I mentioned that Cuenca is 8000 feet above sea level and altitude sickness was our first visitor here. Pounding headaches and gasping for air were the norm for the first several days before we became somewhat acclimatized. Even now, a month later, we are still not used to the thin air though.
Our only trip outside of Cuenca so far has been a trip to Guyaquil, the country's largest city at approximately 3 million people. We accompanied Tom and Jaudon on the drive through the Cajas mountain range and after twisting and turning for 3 hours through the mountain roads we arrived at Guayaquil where it was 8000 feet lower and 15 degrees Celsius hotter. I am sure that the city has many positive features but all we had heard before the trip was about how dangerous a city it was. Anyway, after lunch at a hotel we went into a nearby park which is famous for its iguanas (see pictures) and enjoyed the spectacle. 
As we did in Thailand, we have once again become involved in a local community theatre group here in Cuenca. This one is brand new and the first performance is next weekend, a series of one act plays. Sarah has a role in a play called Ambivalent in which she plays a woman trying to calm a group of people who fear that their plane may crash. I am using my technical skills in the area of stage managing and lighting. Que Dios now ayude! (God help us)

Cost of living and climate are two of the factors which are coaxing foreigners, especially retirees on a fixed income, to Cuenca.
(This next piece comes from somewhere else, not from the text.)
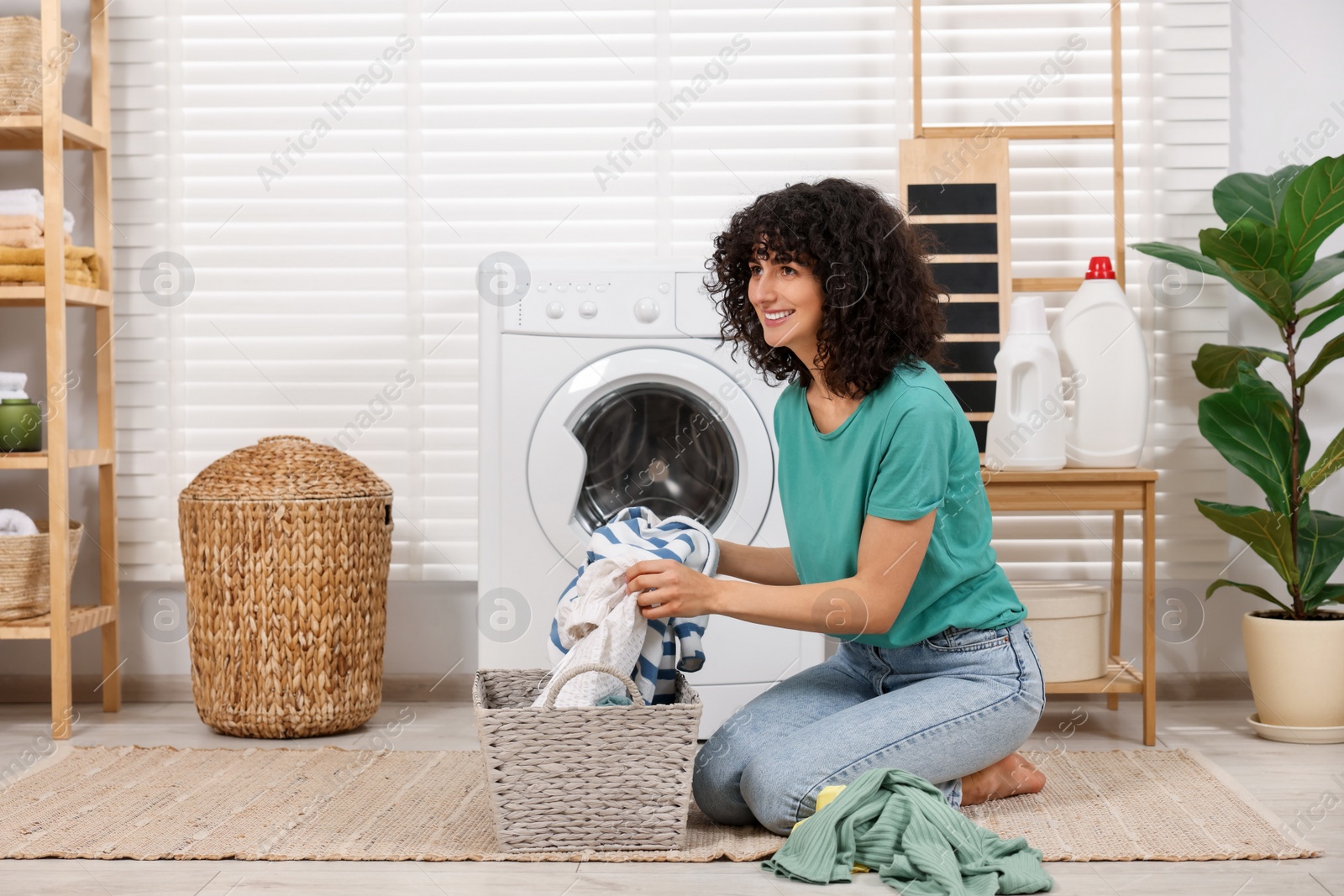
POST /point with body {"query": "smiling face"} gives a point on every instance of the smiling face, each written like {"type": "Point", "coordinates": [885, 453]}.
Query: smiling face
{"type": "Point", "coordinates": [786, 297]}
A single person could easily live a nice lifestyle on $1000 a month, including rent and health insurance. Apparently the minimum wage here is $83 per week so prices obviously have to be quite low for most to even survive. Take a cab anywhere in the city for $3 maximum. Buses cost 25 cents. Last night we went to a nice restaurant for a nightcap and spent $6 on two beers and a glass of wine. As for climate, because of its location in the mountains, every day in the year feels like a nice spring day. However, we did arrive in what's considered their rainy season so there are more clouds than we've become used to. But after the heat and humidity of Thailand, this climate feels like heaven. For those who like the superhot temperatures, your spot would be just a few hours away on Ecuador's west coast in a place such as Salinas.

Until next time ........... 

Our street, Simon Boulivar, is the main parade route.
Every weekend ...
... is a celebration!
Our first coffee shop - Magnolia.
The stairs with the mosaic tile.
Part of the path along the river ...
... that I jog along a few times a week.
Sans Sabastian Church, ...
... park and delicious eatery.
This building is kitty corner to us. Great Italian food!
Our building courtyard.
The courtyard from our condo/loft door. 
The amazing cathedral. 
Always something happening in ...
... Parque Calderon
All ages enjoy the park.
Looking up at the Cathedral 
The Cathedral main entrance.
Selling candles for church goers.
The flower market near the Cathedral.
Beautiful displays.
Entertainment in one of the park cafes. 
How to take your kid to work.
Can we take your photo? "NO"
Local artisans selling their wares. 
Our view for lunch in Guayaquil. 
A Guayaquil cathedral. 
The main entrance.
Iguana park - pigeon for lunch?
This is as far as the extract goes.